The names of the companies processed through the PPE VIP channel have now been revealed. Notably, the office of Cabinet minister Michael Gove referred a firm owned by a Conservative Party donor, one of Gove’s close political allies, to the VIP lane.
More generally, away from just PPE contracts, the NAO reported that, “We found inadequate documentation in a number of cases on how the risks of procuring suppliers without competition had been mitigated”.
Keegan may have been intending to refer to the NAO’s conclusion that, “we found that the ministers had properly declared their interests, and we found no evidence of their involvement in procurement decisions or contract management”. However, this statement is markedly different to Keegan’s claim that proper contracting procedures had been followed in all cases.

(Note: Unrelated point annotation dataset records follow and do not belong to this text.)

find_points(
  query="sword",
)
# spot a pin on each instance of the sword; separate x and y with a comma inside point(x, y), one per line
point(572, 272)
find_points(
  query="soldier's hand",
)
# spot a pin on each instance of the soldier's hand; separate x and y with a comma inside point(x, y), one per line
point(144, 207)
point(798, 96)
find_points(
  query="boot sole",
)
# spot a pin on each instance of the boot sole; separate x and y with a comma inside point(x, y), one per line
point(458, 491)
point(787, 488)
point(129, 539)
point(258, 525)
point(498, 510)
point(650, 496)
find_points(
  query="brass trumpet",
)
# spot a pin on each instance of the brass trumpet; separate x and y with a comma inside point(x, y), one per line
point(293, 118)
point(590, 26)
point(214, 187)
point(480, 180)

The NAO has issued subsequent reports, investigating the relative success of the Government’s COVID ‘Test and Trace’ operation. These reports also seem to mirror the NAO’s earlier conclusions. The spending watchdog released an interim report in December 2020, in which it noted that Test and Trace had “examined its commercial arrangements” and had recognised that there “was insufficient commercial control across [the operation]” and that it “needed to improve”.
According to the NAO, the Test and Trace system had itself acknowledged that it “lacked a commercial strategy, and had limited visibility of its commercial pipeline and contract risk exposure”. Therefore, the system had a lack of central oversight over the work that it was commissioning, while conflicts of interests were “not being comprehensively managed”. There were also “examples of work starting before a contract had been awarded”, the NAO report stated.
Given this evidence, it does appear misleading to claim, as Keegan did, that “all the proper contracting procedures were followed” in relation to testing contracts.
“Keegan was handed a script that was incorrect. Given that more than 140,000 people have died from COVID-19 under this Government’s watch, and that it continues to stall on the terms of a public inquiry, it is vital that we call out ministers when they attempt to rewrite history,” Dawn Butler told Byline Times.